Gabriel Albiac: Mundo de después de ayer

2 de marzo de 2020

Nacionalismo 7




Nacional… Ni a los monos se les ocurriría semejante idea… A lo mejor son los monos los que proceden de los nacionalistas, pues los monos suponen un progreso». Lo deja caer Joseph Roth, con ácido desprecio. Corrían vísperas de fin del mundo. Porque el mundo de los hombres se lo llevan los hombres por delante cada vez que apuestan por el vértigo del sinsentido. El mundo, nuestro mundo, es la red de leyendas que da sentido al mundo.

El último de esos íntimos apocalipsis lo vivió Europa en el gran carnaval de entreguerras. Roth, en paralelo a Zweig, narró su clave: «De la humanidad a la bestialidad por el camino de la nacionalidad». Nada hay más duro para quienes un día se soñaron cosmopolitas. El fin de Zweig y Roth fue paralelo: huérfanos de una edad de oro. Convendría meditar qué es lo que acaba ahora. Como en 1934, cuando una banda tabernaria se impuso en Centroeuropa. Y redujo el «mundo de ayer» a un puñado de ceniza.

En el año 2000, publiqué un libro que hablaba de la extinción de las lógicas representativas: «Desde la incertidumbre».

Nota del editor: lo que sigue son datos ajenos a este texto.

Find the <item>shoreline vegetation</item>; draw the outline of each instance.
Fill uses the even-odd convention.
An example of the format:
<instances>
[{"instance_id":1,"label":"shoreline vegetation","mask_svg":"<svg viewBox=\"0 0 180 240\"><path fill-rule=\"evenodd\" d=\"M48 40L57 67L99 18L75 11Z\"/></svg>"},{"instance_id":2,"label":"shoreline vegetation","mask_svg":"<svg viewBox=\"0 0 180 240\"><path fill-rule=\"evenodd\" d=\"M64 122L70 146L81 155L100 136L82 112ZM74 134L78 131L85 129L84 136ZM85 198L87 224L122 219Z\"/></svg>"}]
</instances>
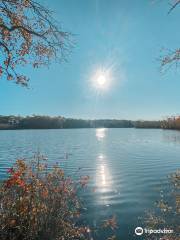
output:
<instances>
[{"instance_id":1,"label":"shoreline vegetation","mask_svg":"<svg viewBox=\"0 0 180 240\"><path fill-rule=\"evenodd\" d=\"M155 128L180 130L180 116L165 120L118 120L98 119L84 120L65 118L62 116L2 116L0 115L0 130L17 129L71 129L71 128Z\"/></svg>"},{"instance_id":2,"label":"shoreline vegetation","mask_svg":"<svg viewBox=\"0 0 180 240\"><path fill-rule=\"evenodd\" d=\"M40 153L29 160L18 159L0 187L0 239L90 240L105 230L107 240L117 239L115 216L96 228L81 220L79 193L85 190L89 176L71 179L58 164L49 171L47 158Z\"/></svg>"}]
</instances>

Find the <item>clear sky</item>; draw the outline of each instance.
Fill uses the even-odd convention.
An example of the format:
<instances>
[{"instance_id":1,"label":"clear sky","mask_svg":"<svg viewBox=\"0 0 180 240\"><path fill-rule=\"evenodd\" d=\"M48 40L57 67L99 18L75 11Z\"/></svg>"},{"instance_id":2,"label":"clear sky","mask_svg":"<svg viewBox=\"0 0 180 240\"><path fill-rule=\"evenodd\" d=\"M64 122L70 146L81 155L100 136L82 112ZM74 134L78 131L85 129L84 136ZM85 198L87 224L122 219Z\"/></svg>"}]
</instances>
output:
<instances>
[{"instance_id":1,"label":"clear sky","mask_svg":"<svg viewBox=\"0 0 180 240\"><path fill-rule=\"evenodd\" d=\"M0 80L0 114L158 119L180 114L180 75L159 71L160 50L178 48L180 8L167 1L41 0L75 34L68 63L24 69L30 89ZM94 84L110 69L106 89Z\"/></svg>"}]
</instances>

Albiac desde la incertidumbre
Decía cosas muy elementales: que la irrupción telemática hacía ociosa la distinción entre representante y representado: todo (todos) está (están) en todas partes simultáneamente; cada libro de la biblioteca de Georgetwon está en mi ordenador, y cada manuscrito de la Nacional Francesa; cada sujeto -genial o descerebrado- posee, desde su portátil, la potencia comunicativa de un ministerio de propaganda; el artefacto representativo no es ya el Parlamento, es el televisor, cuya representación es invertida: la máquina se representa en sus espectadores. Sobre tal dispositivo, ¿puede seguir hablándose, en rigor, de democracia?

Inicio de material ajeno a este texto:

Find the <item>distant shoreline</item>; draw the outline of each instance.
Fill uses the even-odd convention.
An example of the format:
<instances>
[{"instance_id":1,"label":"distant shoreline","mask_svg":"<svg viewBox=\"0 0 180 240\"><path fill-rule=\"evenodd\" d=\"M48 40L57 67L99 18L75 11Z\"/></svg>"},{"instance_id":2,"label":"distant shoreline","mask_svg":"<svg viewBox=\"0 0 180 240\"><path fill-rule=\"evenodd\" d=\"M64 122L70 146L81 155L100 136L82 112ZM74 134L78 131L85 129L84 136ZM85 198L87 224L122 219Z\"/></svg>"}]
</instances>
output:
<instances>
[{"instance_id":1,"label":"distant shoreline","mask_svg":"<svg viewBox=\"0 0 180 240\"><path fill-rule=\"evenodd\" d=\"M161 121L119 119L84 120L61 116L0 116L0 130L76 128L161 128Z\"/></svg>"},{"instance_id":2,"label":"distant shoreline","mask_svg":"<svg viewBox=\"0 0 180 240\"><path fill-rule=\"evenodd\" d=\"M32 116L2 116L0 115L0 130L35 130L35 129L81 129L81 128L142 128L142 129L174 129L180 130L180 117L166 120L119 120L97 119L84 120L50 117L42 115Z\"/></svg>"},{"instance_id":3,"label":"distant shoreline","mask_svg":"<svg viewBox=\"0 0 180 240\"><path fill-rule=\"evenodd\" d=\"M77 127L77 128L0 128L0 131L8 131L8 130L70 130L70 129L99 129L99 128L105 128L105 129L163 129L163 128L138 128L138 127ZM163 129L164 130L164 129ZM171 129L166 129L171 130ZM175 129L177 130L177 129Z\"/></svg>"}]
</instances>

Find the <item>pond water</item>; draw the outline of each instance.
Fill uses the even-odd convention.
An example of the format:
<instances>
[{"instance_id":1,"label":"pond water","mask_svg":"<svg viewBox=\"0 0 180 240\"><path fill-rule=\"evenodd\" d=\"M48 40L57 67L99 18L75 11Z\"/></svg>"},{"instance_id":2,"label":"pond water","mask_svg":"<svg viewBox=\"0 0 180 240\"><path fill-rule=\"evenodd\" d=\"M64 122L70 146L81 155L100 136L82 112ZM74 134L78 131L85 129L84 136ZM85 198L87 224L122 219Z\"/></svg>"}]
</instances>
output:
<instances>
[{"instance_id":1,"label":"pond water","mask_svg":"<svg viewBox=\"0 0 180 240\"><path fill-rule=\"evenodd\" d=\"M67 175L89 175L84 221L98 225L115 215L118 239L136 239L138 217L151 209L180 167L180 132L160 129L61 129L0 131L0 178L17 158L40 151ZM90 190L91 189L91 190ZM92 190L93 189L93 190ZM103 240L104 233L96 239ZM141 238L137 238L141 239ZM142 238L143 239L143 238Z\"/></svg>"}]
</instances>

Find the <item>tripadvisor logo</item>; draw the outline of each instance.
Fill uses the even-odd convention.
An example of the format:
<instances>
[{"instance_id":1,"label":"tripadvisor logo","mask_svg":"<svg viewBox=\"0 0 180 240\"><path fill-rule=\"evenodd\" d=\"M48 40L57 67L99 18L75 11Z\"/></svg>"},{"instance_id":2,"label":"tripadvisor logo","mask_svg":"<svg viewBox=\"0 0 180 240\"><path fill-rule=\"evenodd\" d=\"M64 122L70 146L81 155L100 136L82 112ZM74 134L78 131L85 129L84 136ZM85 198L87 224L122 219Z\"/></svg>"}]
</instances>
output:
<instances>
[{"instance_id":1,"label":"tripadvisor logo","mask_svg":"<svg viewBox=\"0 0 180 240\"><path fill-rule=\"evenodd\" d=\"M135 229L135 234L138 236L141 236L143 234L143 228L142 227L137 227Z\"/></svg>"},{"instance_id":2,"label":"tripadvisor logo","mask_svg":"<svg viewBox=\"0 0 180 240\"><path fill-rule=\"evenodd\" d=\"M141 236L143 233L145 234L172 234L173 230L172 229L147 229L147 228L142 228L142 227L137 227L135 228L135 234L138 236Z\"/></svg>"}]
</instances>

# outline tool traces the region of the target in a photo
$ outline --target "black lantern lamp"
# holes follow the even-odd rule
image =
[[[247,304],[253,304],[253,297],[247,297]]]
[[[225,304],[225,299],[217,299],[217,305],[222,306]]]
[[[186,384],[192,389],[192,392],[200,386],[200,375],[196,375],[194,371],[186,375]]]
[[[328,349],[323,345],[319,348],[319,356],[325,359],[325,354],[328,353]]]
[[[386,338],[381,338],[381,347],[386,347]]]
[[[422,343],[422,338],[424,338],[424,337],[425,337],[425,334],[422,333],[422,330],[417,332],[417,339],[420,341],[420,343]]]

En el vértigo de veinte años, la pregunta pasó a ser ociosa. No es la democracia lo perdido: al fin, eso sería dramático pero trivial. Lo extinto es la representación. Y, eso sí, sella el fin de una era. En 1789, la representación dio cuenta de un dilema material: los delegados estamentarios de los «Estados Generales» fueron trocados en Asamblea Nacional. Era la revolución. A agotadores días de viaje de sus delegantes, sin comunicación posible, sin «presencia» de sus vecinos, los constituyentes «re-presentaron» un papel que el destino les imponía. Más tarde, fue preciso tejer la red de instituciones que mediara esa relación «re-presentativa». El Estado moderno fue el dispositivo concertado de esas instituciones. A su asentamiento sobre la división de tres poderes, más un ejército, pueblo en armas, se llamó democracia.

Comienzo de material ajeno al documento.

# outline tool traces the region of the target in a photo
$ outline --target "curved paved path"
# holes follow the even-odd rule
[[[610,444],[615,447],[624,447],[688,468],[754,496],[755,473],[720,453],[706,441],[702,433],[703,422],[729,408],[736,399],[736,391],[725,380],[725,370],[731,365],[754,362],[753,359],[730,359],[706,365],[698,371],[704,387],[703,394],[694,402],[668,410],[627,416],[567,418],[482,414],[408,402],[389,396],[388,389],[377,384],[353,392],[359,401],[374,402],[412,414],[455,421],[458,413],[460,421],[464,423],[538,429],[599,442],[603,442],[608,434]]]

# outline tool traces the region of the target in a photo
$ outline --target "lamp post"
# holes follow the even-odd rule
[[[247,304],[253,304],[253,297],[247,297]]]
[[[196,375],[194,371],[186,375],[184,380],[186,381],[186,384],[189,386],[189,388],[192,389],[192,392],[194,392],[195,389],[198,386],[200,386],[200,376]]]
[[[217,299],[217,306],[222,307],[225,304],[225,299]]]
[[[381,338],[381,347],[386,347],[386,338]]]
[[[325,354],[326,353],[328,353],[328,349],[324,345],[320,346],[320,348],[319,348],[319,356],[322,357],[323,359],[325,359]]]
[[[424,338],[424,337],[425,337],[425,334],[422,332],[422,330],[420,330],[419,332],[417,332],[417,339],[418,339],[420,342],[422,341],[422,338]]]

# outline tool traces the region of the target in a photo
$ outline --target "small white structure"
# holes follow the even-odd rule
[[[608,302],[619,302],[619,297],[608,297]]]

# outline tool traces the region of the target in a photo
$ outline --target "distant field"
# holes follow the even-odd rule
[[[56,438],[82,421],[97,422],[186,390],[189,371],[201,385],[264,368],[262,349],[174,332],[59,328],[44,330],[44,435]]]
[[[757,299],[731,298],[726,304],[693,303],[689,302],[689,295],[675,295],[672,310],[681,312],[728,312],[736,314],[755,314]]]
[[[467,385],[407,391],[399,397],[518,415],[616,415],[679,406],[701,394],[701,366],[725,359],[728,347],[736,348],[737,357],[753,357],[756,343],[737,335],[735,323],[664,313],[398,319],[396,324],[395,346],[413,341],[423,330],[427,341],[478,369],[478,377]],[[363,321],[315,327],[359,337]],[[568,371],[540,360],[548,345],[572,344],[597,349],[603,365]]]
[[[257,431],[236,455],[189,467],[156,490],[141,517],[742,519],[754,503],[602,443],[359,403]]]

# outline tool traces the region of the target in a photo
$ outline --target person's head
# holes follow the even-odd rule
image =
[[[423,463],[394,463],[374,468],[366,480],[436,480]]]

Eso ha acabado. Un idiota con un ordenador on-line puede suplir hoy a la reglada trama de la Justicia y -acaba de suceder con Plácido Domingo- imponer al ejecutivo una ejecución sin juicio: antes se llamaba a eso linchamiento.

Mono en ordenador
Un idiota con un ordenador online puede generar paranoias más altas que la de cualquier virus. Un nacionalista online puede crear una nación más letal que las reales. «Nacional». Sí, nacional. «Ni a los monos…». Es el mundo de después de ayer.

gabriel-albiac-2017-creditosGacriel Albiac, catedrático de Filosofía de la Complutense. Ha obtenido los premios González Ruano, Samuel Toledano y Nacional de Ensayo. Su último libro es «Blues de invierno»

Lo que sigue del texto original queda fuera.